Bulk metallic glasses based on magnesium are brittle, which limits their widespread use for light-weight application. Many Mg-based bulk metallic glasses failed catastrophically with wavy fracture surfaces and split into fragments, in contrast to other bulk metallic glasses that fractured on a plane oriented at the highest shear stress. Under monotonic compression, a brittle Mg68Cu23Gd9 bulk metallic glass is examined here. In its elastic regime, there are a lot of pre-yield stress serrations, and after yielding, the results are zero plastic-strain and a wavy fracture with vein-like patterns and microcracks. Pre-yield serrations statistically follow a truncated power-law relationship with a power exponent that is nearly identical to the post-yield serrations of other bulk metallic glasses, suggesting microplastic events.

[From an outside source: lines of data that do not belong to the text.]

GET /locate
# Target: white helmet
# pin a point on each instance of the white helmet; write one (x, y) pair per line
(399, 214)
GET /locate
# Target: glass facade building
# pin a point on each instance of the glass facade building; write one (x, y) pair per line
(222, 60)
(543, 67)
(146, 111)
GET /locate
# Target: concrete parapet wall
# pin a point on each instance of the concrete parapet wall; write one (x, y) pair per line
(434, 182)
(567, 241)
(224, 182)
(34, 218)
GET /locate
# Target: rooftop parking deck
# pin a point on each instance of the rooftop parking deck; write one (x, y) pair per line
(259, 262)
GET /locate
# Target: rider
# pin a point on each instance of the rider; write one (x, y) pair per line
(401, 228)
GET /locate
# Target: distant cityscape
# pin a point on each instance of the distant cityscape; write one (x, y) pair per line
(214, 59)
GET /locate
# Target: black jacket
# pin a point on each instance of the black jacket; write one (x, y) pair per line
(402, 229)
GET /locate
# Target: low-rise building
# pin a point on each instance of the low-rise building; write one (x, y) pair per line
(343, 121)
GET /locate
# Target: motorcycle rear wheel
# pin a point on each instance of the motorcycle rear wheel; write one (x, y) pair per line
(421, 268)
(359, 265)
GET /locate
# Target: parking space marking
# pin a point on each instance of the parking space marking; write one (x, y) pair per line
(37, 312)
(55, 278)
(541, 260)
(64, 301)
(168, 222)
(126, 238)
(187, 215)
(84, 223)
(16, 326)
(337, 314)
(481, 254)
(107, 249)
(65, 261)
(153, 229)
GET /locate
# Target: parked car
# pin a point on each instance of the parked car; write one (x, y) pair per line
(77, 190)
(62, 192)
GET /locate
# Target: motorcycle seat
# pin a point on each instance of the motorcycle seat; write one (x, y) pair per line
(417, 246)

Microcracking, on the other hand, prevents the formation of macro-plasticity, leading to a ductile-to-brittle transition that is brought on by compression. A high-pressure quenching technique that uses high pressure at a higher temperature can be used to suppress the pre-yield serrations. Statistical-distribution changes in the pre-yield serrations reveal how various thermo-mechanical processes alter the interior structures of brittle metallic glasses. The present work offers insights of the microstructural changes at the elastic regime, which may be useful for making plastic Mg-based metallic glass.